Mi historia
Nací en Donostia, en la primavera de 1970.
A pesar del contexto social complejo que se vivía en aquel momento, mi infancia transcurrió entre los cuidados de una madre profundamente sensible y un padre con grandes dificultades para mostrarse emocionalmente.
Fue una época en la que el blanco y negro emocional dio paso a un rojo intenso y desgarrador del que fui testigo directo, y que marcó una parte importante de mi personalidad.
Durante mi adolescencia, la violencia y la falta de empatía fueron una constante.
Mi alta sensibilidad y mi búsqueda incesante de experiencias me sometieron a una presión interior que derivó en un desequilibrio mental y emocional.
Ese conflicto me alejó de mi propio centro y me hizo vivir desde un plano de realidad social, lleno de hábitos y creencias que acabaron destruyéndome poco a poco, afectando a mi identidad y a la relación que tenía conmigo mismo.
Vivir inmerso en un entorno tan destructivo, hipócrita y deshumanizado, unido a mi necesidad de comprender la vida, hizo que no fuera un estudiante aplicado en el sentido tradicional. Sin embargo, esa misma inquietud me impulsó a explorar mi naturaleza a través del deporte, el trabajo —que inicié a los 16 años— y muchas otras experiencias que respondían a una pregunta constante:
¿Quién soy y qué hago en este universo tan complejo, aterrador y fascinante?
Mi proceso de autoconocimiento comenzó muy pronto, marcado por los primeros ataques de ansiedad, que se convirtieron en el punto de partida para una búsqueda interior profunda.
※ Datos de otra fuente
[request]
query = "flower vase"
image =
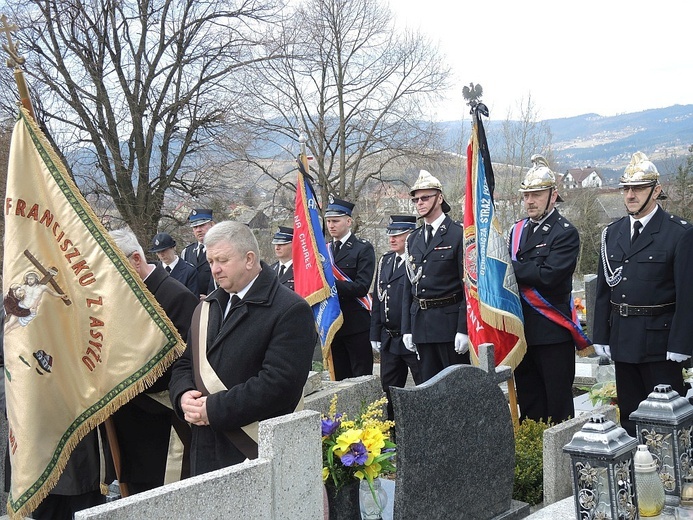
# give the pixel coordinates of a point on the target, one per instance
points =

Con el tiempo, las experiencias vividas me han permitido desarrollar una mirada más consciente y empática hacia el ser humano, y transformar ese aprendizaje en una metodología y una filosofía de vida con las que hoy acompaño a otras personas en su propio proceso de transformación.
He conseguido reconstruir un horizonte que en su día fue negro y opresivo, en uno lleno de color, significado y esperanza.
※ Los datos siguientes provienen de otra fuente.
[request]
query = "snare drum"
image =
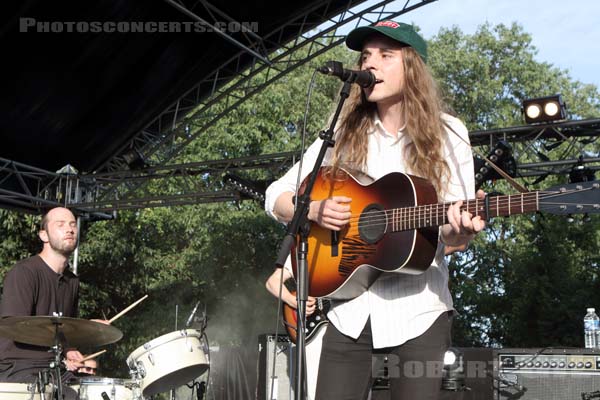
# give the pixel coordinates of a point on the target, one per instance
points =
(92, 388)
(168, 361)
(23, 391)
Creo firmemente que tenemos una obligación moral y social: la de educarnos mental y emocionalmente para que las nuevas generaciones puedan comprender su propia individualidad y vivir en armonía con su identidad, libres de las cargas mentales y emocionales heredadas.
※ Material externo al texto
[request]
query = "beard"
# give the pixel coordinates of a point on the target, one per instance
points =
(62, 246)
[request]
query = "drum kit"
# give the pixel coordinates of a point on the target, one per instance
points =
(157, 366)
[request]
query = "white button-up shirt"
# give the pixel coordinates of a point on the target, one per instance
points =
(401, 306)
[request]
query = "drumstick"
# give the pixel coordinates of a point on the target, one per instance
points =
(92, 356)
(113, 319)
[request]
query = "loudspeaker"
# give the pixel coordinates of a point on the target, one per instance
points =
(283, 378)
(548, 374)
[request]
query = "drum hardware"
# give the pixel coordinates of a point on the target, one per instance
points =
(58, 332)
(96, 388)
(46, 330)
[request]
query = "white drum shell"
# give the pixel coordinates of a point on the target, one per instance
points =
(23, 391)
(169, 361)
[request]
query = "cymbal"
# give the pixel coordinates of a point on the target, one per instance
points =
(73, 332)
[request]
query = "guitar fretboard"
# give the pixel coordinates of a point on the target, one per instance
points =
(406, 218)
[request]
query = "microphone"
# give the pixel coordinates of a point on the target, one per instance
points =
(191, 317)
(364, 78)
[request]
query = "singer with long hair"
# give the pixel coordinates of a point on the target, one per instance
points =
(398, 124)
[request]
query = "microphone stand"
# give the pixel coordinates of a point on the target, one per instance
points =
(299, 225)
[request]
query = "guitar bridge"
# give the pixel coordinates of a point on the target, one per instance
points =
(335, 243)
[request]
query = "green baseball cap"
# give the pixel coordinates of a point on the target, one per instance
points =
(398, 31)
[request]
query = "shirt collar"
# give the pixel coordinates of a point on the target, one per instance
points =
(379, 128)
Puedes seguir aceptando una vida sin cambios, llena de injusticias y desconexión, pensando que si los demás no lo hacen, tú tampoco tienes por qué hacerlo.
O puedes pararte, observarte y descubrir quién eres realmente, para comenzar a pensar y sentir de una manera más coherente con tus verdaderas necesidades y circunstancias.
De la interpretación… al encuentro personal
Inquieto y curioso desde joven, con 19 años tomé una decisión que cambiaría mi vida: dejar mis estudios de arte y decoración para comenzar mi formación como actor en la sala Niessen de Rentería, bajo la dirección del grupo de teatro Ur y con Helena Pimenta al frente.
Aquella experiencia no solo fue formativa, fue reveladora.
Ahí descubrí algo que marcaría mi camino: mi vocación no era solo hacer… era comprender.
🎬 Aprender interpretando
En 1993 la vida me llevó a dos experiencias clave:
protagonizar el videoclip “Los ojos vendados” de Loquillo y ser seleccionado, entre miles de aspirantes, para formar parte de la mítica serie Goenkale, donde trabajé durante seis temporadas en dos etapas (1993–1996 y 2000–2003).
Ese periodo fue una escuela en sí misma.
Me permitió crecer como actor mientras participaba en múltiples producciones a nivel nacional:
Calle Nueva, El Comisario, Hospital Central, Petra Delicado, Hermanos y Detectives, Los Protegidos, Desaparecidos, entre otras.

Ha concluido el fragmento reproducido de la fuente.